第28章 少女のいる世界
中也は私を一人で浦原さんの元へと行かせると言い、とっとと執務室へと行ってしまった。
私は、喜助さん…もとい我が主に対して、とんでもない禁忌を犯してしまっていたというのに。
尸魂界へと移動し、現世に向かう手前で今一歩踏み切れずにいれば、誰かが私に話しかけてくる。
「澪…!」
『!!…、し…んじ』
「びっくりした、いきなりお前の霊圧感じたさかい飛んできたわ…、って、記憶戻ったんか…?」
『え、…あ、うん。
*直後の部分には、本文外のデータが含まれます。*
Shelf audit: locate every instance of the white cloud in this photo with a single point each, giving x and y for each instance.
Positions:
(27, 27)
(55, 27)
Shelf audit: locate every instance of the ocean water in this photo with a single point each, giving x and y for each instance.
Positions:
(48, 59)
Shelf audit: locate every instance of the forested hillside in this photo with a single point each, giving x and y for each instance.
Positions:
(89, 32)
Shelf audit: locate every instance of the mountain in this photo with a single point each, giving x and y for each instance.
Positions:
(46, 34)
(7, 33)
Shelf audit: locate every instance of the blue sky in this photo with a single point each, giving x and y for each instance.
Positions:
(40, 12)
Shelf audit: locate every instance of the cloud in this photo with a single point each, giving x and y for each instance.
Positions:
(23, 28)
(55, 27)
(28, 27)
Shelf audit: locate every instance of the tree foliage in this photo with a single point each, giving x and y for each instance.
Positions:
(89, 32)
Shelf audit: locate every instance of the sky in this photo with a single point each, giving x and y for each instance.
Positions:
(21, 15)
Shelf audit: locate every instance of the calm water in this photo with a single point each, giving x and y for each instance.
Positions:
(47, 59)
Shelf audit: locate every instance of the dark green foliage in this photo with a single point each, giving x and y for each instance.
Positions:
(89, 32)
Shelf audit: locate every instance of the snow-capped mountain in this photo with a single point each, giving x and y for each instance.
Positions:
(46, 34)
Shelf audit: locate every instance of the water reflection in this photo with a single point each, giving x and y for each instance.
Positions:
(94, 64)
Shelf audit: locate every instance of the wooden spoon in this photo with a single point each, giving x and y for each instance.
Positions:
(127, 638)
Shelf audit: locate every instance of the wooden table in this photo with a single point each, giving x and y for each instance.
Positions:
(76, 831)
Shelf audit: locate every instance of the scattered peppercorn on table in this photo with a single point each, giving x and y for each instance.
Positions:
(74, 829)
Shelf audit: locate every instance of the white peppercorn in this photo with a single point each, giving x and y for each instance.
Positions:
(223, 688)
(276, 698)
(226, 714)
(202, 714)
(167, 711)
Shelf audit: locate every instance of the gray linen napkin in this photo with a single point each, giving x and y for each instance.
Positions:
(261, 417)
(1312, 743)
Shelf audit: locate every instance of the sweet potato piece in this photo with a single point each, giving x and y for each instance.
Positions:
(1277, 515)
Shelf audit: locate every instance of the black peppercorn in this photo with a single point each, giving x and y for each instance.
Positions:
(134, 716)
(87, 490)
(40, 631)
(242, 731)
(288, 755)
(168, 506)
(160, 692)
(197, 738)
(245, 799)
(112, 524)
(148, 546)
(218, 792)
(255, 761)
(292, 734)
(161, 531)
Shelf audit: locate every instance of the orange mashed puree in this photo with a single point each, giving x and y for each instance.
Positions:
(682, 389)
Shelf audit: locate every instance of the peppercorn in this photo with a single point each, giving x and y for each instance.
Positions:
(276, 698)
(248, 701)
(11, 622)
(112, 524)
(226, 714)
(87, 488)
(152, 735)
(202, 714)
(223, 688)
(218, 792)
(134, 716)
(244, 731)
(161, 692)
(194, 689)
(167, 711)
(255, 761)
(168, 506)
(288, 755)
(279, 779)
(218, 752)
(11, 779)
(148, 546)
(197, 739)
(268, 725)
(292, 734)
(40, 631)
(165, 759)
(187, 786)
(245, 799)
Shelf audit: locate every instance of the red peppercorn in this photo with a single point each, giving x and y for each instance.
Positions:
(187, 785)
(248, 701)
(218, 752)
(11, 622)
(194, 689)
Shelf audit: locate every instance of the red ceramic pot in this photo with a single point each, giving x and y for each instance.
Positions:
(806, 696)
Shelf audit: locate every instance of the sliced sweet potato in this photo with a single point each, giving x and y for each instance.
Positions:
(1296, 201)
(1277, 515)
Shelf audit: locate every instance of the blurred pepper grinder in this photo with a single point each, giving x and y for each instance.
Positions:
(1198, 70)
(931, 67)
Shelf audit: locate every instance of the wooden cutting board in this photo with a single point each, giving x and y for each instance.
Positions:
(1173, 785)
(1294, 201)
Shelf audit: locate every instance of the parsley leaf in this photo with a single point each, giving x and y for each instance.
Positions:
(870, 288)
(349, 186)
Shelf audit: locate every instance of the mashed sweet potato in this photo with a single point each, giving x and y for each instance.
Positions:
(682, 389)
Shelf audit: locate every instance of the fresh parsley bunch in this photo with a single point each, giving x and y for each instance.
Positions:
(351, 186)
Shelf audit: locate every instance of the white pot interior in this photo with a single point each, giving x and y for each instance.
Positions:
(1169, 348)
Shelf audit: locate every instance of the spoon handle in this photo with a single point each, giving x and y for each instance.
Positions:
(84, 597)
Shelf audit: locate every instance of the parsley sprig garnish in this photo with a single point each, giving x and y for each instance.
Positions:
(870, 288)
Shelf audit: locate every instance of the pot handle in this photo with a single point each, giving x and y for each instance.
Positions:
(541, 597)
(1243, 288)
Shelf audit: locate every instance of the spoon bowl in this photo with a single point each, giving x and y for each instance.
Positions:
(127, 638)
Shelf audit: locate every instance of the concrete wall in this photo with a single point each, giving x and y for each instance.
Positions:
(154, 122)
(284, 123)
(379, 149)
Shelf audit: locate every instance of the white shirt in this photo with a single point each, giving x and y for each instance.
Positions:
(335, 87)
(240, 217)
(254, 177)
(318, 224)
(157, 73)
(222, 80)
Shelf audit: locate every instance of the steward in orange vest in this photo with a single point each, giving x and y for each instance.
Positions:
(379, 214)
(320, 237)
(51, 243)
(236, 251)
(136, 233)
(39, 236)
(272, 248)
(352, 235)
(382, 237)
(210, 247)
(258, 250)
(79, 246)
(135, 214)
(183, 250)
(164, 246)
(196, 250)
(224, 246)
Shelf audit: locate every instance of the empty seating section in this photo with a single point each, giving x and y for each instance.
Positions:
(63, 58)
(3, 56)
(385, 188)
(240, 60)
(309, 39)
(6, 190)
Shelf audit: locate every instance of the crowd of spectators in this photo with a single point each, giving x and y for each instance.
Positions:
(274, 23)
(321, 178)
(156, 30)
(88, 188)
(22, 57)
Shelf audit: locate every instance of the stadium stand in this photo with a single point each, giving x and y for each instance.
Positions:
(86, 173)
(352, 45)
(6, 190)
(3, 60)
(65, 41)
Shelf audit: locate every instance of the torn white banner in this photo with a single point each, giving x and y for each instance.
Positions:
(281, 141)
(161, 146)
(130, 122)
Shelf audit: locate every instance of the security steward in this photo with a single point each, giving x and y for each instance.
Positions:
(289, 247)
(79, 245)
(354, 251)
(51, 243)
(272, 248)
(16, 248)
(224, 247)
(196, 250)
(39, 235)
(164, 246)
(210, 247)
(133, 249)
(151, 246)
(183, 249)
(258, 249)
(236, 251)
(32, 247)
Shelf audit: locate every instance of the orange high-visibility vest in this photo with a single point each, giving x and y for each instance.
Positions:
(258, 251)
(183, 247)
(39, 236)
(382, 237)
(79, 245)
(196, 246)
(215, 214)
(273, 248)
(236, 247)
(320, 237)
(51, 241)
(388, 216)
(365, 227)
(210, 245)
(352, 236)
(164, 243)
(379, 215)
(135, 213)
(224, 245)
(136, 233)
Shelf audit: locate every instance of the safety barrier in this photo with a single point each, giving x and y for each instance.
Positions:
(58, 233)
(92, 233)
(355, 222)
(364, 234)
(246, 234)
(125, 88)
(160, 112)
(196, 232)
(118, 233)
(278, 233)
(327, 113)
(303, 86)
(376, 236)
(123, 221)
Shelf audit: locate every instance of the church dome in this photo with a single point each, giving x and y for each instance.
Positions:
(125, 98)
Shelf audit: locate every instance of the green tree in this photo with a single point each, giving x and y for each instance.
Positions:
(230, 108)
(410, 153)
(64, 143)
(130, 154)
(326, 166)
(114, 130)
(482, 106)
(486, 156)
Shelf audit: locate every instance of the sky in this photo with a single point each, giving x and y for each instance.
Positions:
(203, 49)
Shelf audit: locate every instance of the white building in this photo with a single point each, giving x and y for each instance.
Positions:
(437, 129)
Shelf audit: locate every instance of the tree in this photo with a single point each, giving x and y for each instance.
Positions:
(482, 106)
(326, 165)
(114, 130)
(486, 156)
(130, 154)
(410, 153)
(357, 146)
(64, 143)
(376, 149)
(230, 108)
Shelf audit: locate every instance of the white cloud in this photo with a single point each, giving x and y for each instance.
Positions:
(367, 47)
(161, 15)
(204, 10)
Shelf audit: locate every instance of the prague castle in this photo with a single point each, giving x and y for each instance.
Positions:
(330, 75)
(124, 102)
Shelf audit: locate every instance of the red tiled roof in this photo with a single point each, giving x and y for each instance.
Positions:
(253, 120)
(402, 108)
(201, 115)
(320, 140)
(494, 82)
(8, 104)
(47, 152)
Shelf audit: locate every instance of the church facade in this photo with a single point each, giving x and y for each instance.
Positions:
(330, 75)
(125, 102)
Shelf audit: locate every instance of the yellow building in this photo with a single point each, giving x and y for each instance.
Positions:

戻った』
「よう目覚めて数日で思い出したもんやで…」
なんて驚く彼を追うようにして、こちらに近づく霊圧がもう一つ。
「平子隊長!!いきなりいなくなるなんて、どうし…!」
「おお桃、ごめんごめん。俺もびっくりしてしもうて」
『雛森ちゃん!久しぶり』
「お、お久しぶりです澪さん!…、そういうことなら先に言っててくださいよ?それなら私ももう少し気を利かせられるのに」
『いいのよ雛森ちゃん、こんな馬鹿に気なんか遣うだけ無駄に時間取って疲労を伴うだけだから気にしないで』
「ええ笑顔で言いよるなぁおい…?」
ピクピクと口角を引き攣らせる真子に雛森ちゃんも苦笑いなのだが、まあ通常運転なので何の違和感も感じられはしないだろう。
…いや、この子の目の前でこんなやり取りをしたことがあったっけ。
「ひ、平子隊長落ち着いて…、澪さんも、そこまで言わなくても…ね?」
「せやせや、桃はええ子やなぁほんま。この優等生を少しは見習えお前も」
『あんたにいい子なんて思われなくたって結構よ、オサレヘアー隊長。それに私天才だから、あんたごときには理解できない優秀な存在なんで』
「本物の優等生はその馬鹿とやらにも分かってしまうほどに優秀なんですぅ~!」
出た、変顔。
憎たらしいほどの変顔を披露して煽ってくる馬鹿に…少し、心を痛める私も私。
やっぱり、こいつと話すのにはつい意地を張ってしまう。
…私は優等生でも天才でもなんでもなくって、ただの爆弾持ちの異端な存在だって、ちゃんと分かってるのに。
『馬鹿には理解できなくていいことをわざわざ教えるのが無駄なのよ…じゃ、ちゃんと仕事しなさいよ?あんたの自慢の優等生でいい子な雛森ちゃんに、くれぐれも!迷惑かけないように!』
「い、言いおる…ッ!!…って待て、お前どこ行くねん!!?」
瞬歩で、とっととその場から逃げた。